Chapter 1 - The process of auditing information systems Flashcards Preview

CISA > Chapter 1 - The process of auditing information systems > Flashcards

Flashcards in Chapter 1 - The process of auditing information systems Deck (4)
Loading flashcards...

What is an intelligent agent?

Intelligent agents, often referred to as bots, can be as familar as thermostats. They gather information at least somewhat autonomously and automate the process of evaluation, making real-time continuous monnitoring possible. They can issue alerts when certain conditions are met. e.g. send out notifications when a website has been updated.

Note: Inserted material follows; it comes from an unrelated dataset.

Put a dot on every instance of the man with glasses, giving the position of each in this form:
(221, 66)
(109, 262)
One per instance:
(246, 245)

what are the different control calssifications?

1. Preventative
e.g. Employ only qualified personnel,
Establish suitable procedures for authorisation of transactions;
Complete programmed edit checks
Use access control software that only allowed authorised personnel to access sensitive information
Use encryption software

2. Detective, e.g.:
Harsh totals;
Check points in production jobs
Echo controls in telecommunication
Error message over tape labels
Duplicate checking of calculations
Periodic performance reporting with variances
Past-due account reports
Internal audit function
Review of activity logs
Secure code reviews
Software quality assurance

3. Corrective; e.g.
Contingency/Continuity of operations planning
Disaster recovery planning
Incident response planning
Backup procedure
Rerun procedure
System break/fix service level agreements


what are the advantages of CSA?

CSA is normally used in high risk areas.

1. Early dection of risk
2. More effective and improved internal controls
3. Creation of cohesive teams through employee involvement
4. Developing a sense of ownership and reduce resistance to control improvement
5. Increased employee awareness
6. Increased communication between operational and top management
7. highly motivated employees
8. Improved audit rating process
9. Reduction in control cost
10. Assurance provided to stakeholders and customer


What are the disadvantages of CSA?

1. It could be mistaken as an audit function replacement
2. It may be regarded as an additional workload
3. Failure to act on improvement suggestions could damage the employee morale
4. Lack of motivation may limit effectivenss in the detection of weakcontrols.